After the brief unplanned interval, an audible argument about who was meant to isolate the fire alarm for the room, the show continued and everyone is in exhausted fits of laughter. The show ended, and we all went out into the world again. My face hurt from laughing, I had a stitch, and my make up looked much more like I’d gone through a serious breakup than just having stepped out of a comedy show.

But amongst that I still wasn’t feeling well on a base level, so I messaged a friend to meet me at the artist support area and help me find a local doctor. We met up, I chatted with a nice Aussie who was behind the counter helping people. She was a circus performer from Brisbane (we met again years later as she performed in the show of a friend of mine), and as she turned away to look up a phone number, I slumped against the bench and very slowly fainted. 

Fast forward to the Edinburgh Royal Infirmary. It was FILLED with all sorts of Fringe workers who had somehow come a cropper.

I was met at the check in desk by a very dour looking middle-aged Scottish woman who wore thick rimmed, multifocal glasses  glasses which meant she looked at you from an odd angle that was slightly disapproving. She was thoroughly bored with the increase in workload brought about by the Fringe, and had probably seen every injury or mishap that could be imagined. So perhaps she was just generally disapproving and it had nothing to do with the glasses.

I’m alone as I hobble in from the taxi, and still a bit confused from fainting. I stand in front of her trying to work out what forms I need to fill out and what documentation she needs. I ask how long the wait might be as I’d just fainted and still didn’t feel very steady. She takes a long breath in, looks purposefully around the intake room filled with various festival folk all nursing injuries. Then she looks down at the book she’s writing in and says quietly, “you know some people who come in here offer me free tickets”. 

I apologise and sheepishly explain I was working on a kids’ show in the Free Fringe, so we didn’t have tickets and she probably wouldn’t like the show, but if she had small children who wanted to come I could walk them to the front of the line.

She wasn’t impressed but after a while I got a bed to lie down in, which was only possibly because she didn’t want the paperwork of someone fainting in her waiting room.

A day later, I’m released from hospital with lots of painkillers, and the doctors’ best guess that I had an ovarian cyst which ruptured as a result of intense, prolonged laughing during Neal Portenza’s show.

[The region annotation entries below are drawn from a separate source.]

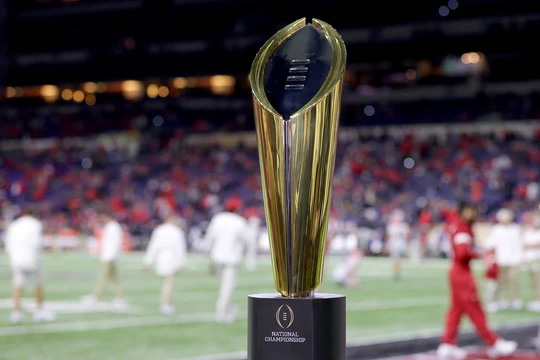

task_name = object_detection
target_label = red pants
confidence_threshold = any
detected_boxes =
[442,265,498,346]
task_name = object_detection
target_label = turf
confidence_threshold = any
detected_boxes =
[0,253,538,360]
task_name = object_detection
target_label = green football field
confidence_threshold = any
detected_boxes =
[0,253,540,360]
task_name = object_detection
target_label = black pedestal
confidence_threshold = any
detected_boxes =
[248,294,346,360]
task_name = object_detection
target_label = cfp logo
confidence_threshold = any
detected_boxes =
[285,59,311,90]
[276,304,294,329]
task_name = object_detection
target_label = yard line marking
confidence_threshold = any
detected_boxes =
[0,298,140,314]
[0,312,224,336]
[182,351,247,360]
[0,298,443,336]
[176,320,538,360]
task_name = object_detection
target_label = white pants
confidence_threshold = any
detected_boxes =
[11,266,41,287]
[485,279,499,304]
[216,264,238,318]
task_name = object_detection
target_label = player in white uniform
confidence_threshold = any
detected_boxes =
[143,213,187,315]
[332,249,364,288]
[5,210,55,324]
[386,210,411,280]
[83,211,126,308]
[205,203,249,323]
[486,209,523,310]
[523,213,540,311]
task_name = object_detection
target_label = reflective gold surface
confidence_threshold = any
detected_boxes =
[250,19,346,297]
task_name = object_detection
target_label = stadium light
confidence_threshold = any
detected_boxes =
[62,89,73,101]
[461,52,482,65]
[83,82,97,94]
[73,90,84,103]
[405,69,416,80]
[173,77,188,89]
[146,84,159,99]
[39,85,60,103]
[210,75,236,94]
[158,85,169,97]
[84,94,96,106]
[6,86,17,98]
[122,80,144,100]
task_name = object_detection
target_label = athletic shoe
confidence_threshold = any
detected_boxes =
[498,300,510,310]
[34,309,56,322]
[81,295,97,305]
[9,311,24,325]
[112,298,128,310]
[512,300,523,310]
[486,302,499,313]
[437,344,467,360]
[487,339,517,359]
[159,304,176,315]
[527,301,540,312]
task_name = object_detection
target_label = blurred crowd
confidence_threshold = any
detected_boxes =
[0,118,540,242]
[0,88,540,139]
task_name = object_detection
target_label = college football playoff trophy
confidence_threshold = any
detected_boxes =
[248,18,346,360]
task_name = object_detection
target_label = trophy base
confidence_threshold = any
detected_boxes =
[248,293,346,360]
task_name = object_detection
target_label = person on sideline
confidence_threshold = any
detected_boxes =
[205,198,250,323]
[386,210,411,280]
[143,213,187,315]
[484,250,499,312]
[437,203,517,360]
[487,209,523,310]
[83,211,127,308]
[5,209,55,324]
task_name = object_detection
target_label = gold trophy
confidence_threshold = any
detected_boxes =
[248,18,346,360]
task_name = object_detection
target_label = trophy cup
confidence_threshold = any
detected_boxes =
[248,18,346,360]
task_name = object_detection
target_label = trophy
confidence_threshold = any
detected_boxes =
[248,18,346,360]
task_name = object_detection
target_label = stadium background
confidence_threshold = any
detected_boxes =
[0,0,540,359]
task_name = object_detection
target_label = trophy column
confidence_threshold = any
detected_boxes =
[248,19,346,360]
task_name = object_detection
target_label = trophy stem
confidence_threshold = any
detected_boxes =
[283,119,293,294]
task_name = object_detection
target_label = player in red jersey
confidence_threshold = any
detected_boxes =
[437,204,517,359]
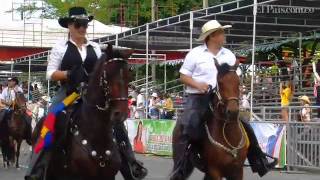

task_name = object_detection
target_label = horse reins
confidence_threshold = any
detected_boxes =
[205,69,246,158]
[82,58,128,111]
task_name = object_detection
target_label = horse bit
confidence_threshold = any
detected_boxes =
[70,58,128,168]
[205,69,246,158]
[82,58,128,111]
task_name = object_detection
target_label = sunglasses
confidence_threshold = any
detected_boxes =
[73,19,89,29]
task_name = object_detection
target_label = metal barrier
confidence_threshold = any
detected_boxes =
[287,122,320,171]
[143,106,320,172]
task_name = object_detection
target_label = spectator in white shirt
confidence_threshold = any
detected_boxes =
[171,20,277,179]
[135,88,146,119]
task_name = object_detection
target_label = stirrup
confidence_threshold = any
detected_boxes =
[129,160,148,180]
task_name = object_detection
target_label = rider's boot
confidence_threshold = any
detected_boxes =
[0,109,6,125]
[242,121,278,177]
[25,114,32,146]
[114,123,148,180]
[170,134,191,180]
[24,150,51,180]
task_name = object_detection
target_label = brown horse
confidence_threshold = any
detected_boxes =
[173,60,249,180]
[6,92,32,168]
[30,45,129,180]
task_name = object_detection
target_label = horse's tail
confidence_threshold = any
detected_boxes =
[170,125,194,180]
[1,136,15,161]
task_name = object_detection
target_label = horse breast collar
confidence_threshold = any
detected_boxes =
[70,124,116,168]
[205,65,246,158]
[81,58,128,111]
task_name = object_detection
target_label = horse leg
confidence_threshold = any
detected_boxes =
[204,169,222,180]
[16,139,22,168]
[170,125,194,180]
[227,168,243,180]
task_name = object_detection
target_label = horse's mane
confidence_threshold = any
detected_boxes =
[89,53,107,81]
[217,63,234,75]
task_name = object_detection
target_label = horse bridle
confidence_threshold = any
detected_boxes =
[95,58,128,111]
[205,69,246,158]
[209,69,240,111]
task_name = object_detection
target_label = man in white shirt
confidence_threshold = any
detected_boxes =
[25,7,147,180]
[171,20,277,180]
[0,77,23,124]
[136,88,146,119]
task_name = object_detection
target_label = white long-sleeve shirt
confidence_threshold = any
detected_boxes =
[180,44,236,93]
[0,86,23,105]
[46,39,102,79]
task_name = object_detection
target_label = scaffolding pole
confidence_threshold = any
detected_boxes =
[250,0,257,120]
[164,55,167,93]
[28,58,31,101]
[190,11,193,50]
[145,23,149,119]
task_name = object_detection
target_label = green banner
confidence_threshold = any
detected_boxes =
[126,119,176,156]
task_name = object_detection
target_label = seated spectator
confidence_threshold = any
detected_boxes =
[135,88,146,119]
[299,96,311,122]
[163,94,174,119]
[280,82,294,121]
[148,92,159,119]
[240,86,251,111]
[31,84,41,103]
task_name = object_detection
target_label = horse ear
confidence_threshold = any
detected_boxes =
[104,43,113,61]
[213,58,220,70]
[233,59,240,70]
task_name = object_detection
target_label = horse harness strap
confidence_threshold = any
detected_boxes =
[81,58,128,111]
[204,69,246,158]
[70,124,115,168]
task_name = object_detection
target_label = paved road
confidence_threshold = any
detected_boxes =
[0,143,320,180]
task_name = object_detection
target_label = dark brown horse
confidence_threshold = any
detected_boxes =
[173,62,249,180]
[34,45,129,180]
[6,92,32,168]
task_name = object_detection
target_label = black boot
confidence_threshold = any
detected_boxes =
[114,123,148,180]
[242,121,278,177]
[24,150,51,180]
[25,114,32,146]
[170,135,193,180]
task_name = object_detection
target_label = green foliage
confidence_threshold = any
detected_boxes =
[45,0,232,27]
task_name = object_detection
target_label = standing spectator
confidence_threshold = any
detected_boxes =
[149,92,159,119]
[299,96,311,122]
[312,54,320,118]
[135,89,146,119]
[280,82,294,121]
[31,84,41,103]
[128,96,132,118]
[240,86,251,111]
[163,93,174,119]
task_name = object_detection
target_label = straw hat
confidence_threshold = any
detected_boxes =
[197,20,232,41]
[41,96,50,102]
[299,96,311,104]
[151,93,158,97]
[58,7,93,28]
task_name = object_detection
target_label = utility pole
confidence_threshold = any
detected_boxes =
[202,0,209,9]
[151,0,156,82]
[151,0,156,22]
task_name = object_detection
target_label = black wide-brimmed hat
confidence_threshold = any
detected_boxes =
[58,7,93,28]
[8,77,19,84]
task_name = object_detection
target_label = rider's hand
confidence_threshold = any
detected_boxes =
[67,65,88,86]
[197,83,209,93]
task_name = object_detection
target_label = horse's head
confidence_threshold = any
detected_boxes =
[88,46,132,121]
[214,59,240,120]
[13,92,27,112]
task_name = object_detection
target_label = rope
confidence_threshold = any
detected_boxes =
[205,121,245,158]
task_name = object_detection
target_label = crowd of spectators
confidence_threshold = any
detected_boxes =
[128,88,181,119]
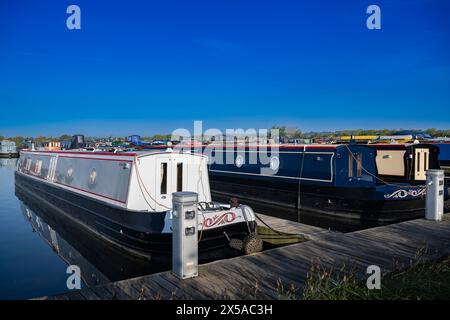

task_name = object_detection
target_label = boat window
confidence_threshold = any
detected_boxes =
[160,162,167,194]
[34,160,42,175]
[25,158,32,171]
[356,153,362,177]
[177,163,183,192]
[348,152,354,178]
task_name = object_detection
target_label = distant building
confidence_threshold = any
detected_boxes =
[59,140,72,150]
[42,141,61,151]
[0,140,19,158]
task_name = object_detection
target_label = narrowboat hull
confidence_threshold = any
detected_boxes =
[210,174,425,223]
[15,172,255,265]
[0,152,19,158]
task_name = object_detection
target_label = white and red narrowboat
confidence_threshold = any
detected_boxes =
[15,149,256,263]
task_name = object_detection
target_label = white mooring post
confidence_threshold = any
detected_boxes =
[172,192,198,279]
[425,169,444,221]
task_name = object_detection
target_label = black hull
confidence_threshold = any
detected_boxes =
[0,152,19,159]
[15,172,248,265]
[210,175,425,224]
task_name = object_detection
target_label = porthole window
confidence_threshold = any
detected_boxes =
[89,168,97,186]
[270,157,280,171]
[67,167,73,178]
[234,155,244,168]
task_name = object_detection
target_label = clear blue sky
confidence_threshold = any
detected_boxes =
[0,0,450,135]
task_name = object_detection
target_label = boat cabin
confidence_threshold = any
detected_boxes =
[370,143,439,183]
[18,150,211,212]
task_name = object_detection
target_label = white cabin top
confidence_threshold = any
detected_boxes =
[17,150,211,212]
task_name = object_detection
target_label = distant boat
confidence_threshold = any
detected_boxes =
[0,140,19,158]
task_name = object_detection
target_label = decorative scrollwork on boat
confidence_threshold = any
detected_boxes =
[203,212,236,228]
[234,154,244,168]
[270,157,280,171]
[384,187,427,199]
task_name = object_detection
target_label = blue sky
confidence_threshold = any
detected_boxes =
[0,0,450,135]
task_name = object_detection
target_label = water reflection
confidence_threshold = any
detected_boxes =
[0,158,18,168]
[15,187,170,286]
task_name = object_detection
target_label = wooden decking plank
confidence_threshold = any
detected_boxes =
[207,261,274,299]
[218,261,284,299]
[145,274,188,299]
[66,290,86,300]
[91,285,117,300]
[80,288,101,300]
[197,265,245,299]
[43,216,450,299]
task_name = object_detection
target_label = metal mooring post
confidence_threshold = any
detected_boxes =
[425,169,444,221]
[172,192,198,279]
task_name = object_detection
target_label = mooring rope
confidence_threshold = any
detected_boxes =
[255,213,330,240]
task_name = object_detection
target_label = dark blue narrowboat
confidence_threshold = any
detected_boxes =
[432,142,450,176]
[204,144,435,223]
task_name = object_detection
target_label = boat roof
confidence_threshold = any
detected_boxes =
[22,149,206,157]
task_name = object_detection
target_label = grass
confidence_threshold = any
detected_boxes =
[300,257,450,300]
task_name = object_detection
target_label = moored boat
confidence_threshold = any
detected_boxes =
[0,140,19,158]
[200,144,437,223]
[15,150,256,263]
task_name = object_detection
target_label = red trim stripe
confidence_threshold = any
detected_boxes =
[59,156,133,163]
[21,150,138,157]
[54,181,126,204]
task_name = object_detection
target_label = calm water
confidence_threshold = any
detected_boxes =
[0,159,382,299]
[0,159,167,299]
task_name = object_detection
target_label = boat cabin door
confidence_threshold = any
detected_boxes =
[155,156,187,208]
[414,148,430,180]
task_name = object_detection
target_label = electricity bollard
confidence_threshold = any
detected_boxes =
[172,192,198,279]
[425,169,444,221]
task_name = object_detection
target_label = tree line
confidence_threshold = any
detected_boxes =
[0,126,450,146]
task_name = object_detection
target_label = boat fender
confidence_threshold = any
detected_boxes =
[242,232,263,254]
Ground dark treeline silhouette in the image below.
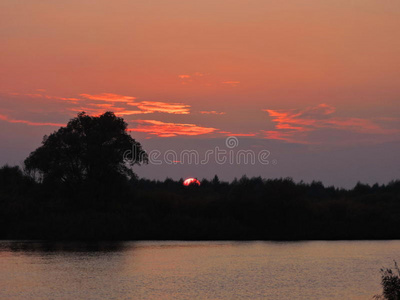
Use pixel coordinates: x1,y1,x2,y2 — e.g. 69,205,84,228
0,166,400,240
0,113,400,240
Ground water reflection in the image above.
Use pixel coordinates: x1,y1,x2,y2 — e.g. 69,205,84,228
0,241,400,300
0,241,128,255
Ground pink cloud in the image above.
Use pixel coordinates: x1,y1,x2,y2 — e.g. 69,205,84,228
129,120,217,137
200,110,226,115
129,101,190,115
222,80,240,86
80,93,136,102
263,104,399,143
0,115,65,127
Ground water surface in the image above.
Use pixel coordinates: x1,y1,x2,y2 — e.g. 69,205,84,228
0,241,400,300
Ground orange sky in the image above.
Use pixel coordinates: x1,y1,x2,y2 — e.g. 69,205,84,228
0,0,400,185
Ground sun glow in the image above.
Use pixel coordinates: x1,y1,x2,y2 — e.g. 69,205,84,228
183,178,200,186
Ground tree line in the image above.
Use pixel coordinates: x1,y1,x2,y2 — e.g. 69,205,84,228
0,112,400,240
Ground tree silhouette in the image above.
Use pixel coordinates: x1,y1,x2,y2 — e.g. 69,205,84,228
24,112,147,187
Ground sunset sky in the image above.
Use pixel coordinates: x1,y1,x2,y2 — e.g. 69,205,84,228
0,0,400,186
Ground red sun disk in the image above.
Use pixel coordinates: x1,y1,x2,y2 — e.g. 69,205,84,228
183,178,200,186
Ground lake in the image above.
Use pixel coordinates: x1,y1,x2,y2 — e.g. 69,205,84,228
0,241,400,300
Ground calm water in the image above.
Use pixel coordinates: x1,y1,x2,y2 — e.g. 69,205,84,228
0,241,400,300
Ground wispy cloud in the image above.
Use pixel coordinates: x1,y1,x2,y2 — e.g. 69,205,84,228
200,110,226,115
263,104,399,143
218,131,257,136
129,101,190,115
0,115,65,127
222,80,240,86
80,93,136,102
130,120,217,137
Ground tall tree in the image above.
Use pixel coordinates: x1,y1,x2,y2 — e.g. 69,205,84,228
24,112,148,186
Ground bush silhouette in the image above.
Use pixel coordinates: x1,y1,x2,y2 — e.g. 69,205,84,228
374,261,400,300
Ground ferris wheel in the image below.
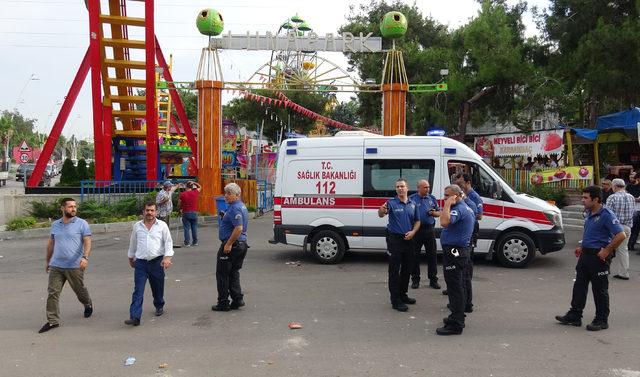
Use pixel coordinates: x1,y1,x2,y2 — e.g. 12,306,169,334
249,14,359,92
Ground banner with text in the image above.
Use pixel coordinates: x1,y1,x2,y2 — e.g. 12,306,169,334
474,130,564,158
529,166,593,185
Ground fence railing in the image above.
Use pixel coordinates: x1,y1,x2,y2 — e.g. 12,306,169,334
496,169,593,190
80,179,188,204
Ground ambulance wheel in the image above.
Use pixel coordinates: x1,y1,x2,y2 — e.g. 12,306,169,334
311,230,345,264
496,232,536,268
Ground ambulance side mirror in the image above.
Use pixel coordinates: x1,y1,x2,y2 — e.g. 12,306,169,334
491,181,502,199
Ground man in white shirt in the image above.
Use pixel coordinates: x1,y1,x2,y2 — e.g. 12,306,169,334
124,202,173,326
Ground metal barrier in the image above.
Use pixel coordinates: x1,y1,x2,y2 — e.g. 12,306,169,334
80,180,188,204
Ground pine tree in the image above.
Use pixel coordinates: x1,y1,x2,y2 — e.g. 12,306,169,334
60,158,78,186
76,158,89,182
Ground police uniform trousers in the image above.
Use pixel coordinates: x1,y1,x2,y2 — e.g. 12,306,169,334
569,248,610,322
411,224,438,283
216,241,248,306
442,245,470,328
463,221,480,309
387,233,415,304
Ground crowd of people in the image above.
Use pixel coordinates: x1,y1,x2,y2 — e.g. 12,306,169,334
39,173,640,335
39,181,249,333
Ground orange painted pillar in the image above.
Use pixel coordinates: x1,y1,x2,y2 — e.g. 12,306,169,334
196,80,223,215
382,84,409,136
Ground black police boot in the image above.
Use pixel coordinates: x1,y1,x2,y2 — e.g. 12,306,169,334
556,312,582,327
587,319,609,331
436,325,462,335
400,295,416,305
391,302,409,312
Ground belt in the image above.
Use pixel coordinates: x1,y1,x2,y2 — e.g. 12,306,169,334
582,247,600,255
136,255,164,262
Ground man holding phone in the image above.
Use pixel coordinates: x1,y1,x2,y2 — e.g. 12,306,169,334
436,185,476,335
409,179,440,289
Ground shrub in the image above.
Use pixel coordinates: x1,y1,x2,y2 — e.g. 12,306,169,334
6,216,37,230
60,158,79,186
29,200,62,219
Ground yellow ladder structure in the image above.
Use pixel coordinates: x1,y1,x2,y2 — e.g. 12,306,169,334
156,55,173,136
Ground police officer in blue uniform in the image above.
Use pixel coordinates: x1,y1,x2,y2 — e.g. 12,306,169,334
453,173,483,313
436,185,475,335
556,186,625,331
211,183,249,312
378,178,420,312
409,179,440,289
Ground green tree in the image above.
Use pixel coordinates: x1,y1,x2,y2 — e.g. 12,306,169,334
538,0,640,127
76,158,90,182
60,158,79,186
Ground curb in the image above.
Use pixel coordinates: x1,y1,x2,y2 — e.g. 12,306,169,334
0,213,220,241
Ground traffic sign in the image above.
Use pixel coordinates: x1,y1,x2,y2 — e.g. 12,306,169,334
20,140,32,152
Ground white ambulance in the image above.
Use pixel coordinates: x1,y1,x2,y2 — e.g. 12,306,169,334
271,131,565,267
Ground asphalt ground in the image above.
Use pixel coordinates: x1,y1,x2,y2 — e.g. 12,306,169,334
0,216,640,376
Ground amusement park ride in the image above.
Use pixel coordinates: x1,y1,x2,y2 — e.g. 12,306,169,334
27,0,447,213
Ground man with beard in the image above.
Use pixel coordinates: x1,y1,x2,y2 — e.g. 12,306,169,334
38,198,93,333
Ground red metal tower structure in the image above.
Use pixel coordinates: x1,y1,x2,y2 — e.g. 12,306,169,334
27,0,197,187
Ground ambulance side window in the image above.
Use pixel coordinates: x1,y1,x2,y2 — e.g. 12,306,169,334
362,160,435,198
447,160,510,201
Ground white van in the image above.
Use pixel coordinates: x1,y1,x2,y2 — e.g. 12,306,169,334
271,131,565,267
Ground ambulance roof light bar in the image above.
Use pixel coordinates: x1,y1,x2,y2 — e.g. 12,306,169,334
335,131,383,137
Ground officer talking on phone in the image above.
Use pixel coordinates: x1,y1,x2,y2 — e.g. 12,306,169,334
436,185,475,335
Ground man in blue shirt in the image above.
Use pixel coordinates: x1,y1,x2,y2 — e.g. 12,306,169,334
38,198,93,333
556,186,625,331
409,179,440,289
436,185,475,335
378,178,420,312
211,183,249,312
453,173,483,313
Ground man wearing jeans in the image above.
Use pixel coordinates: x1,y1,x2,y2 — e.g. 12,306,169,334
606,178,635,280
178,181,202,247
124,202,173,326
38,198,93,333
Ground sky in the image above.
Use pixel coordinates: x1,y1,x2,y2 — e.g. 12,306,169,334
0,0,548,139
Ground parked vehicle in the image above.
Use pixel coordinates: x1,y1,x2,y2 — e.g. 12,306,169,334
272,131,565,267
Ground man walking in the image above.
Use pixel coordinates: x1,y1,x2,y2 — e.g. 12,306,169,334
178,181,202,247
409,179,440,289
606,178,636,280
556,186,625,331
453,173,483,313
436,185,475,335
211,183,249,312
378,178,420,312
38,198,93,333
124,202,173,326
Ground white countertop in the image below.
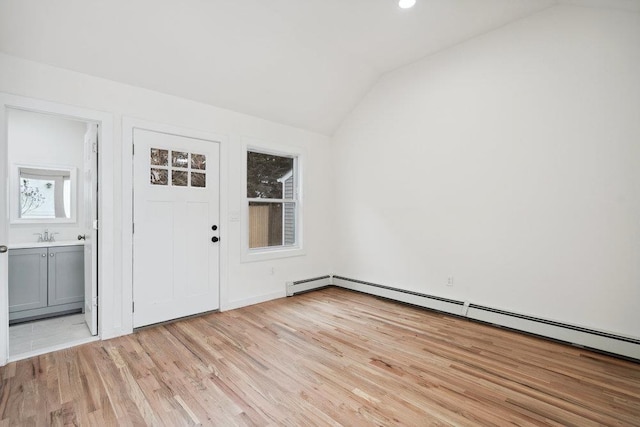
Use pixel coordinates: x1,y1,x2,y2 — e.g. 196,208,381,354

Medical grade comedy! The first group of friends I bump into on the way home from hospital hear what’s happened, and in true Edinburgh Always-On-Stage mindset, as I finished the story and without waiting to ask how I was, one of them yelled “ovaries, more like explodaries, amirite? High five!”

A few days later, my story had made its way around Edinburgh. What’s that? You don’t believe me. Well maybe it was a different explodaries woman mentioned in THIS review of the show.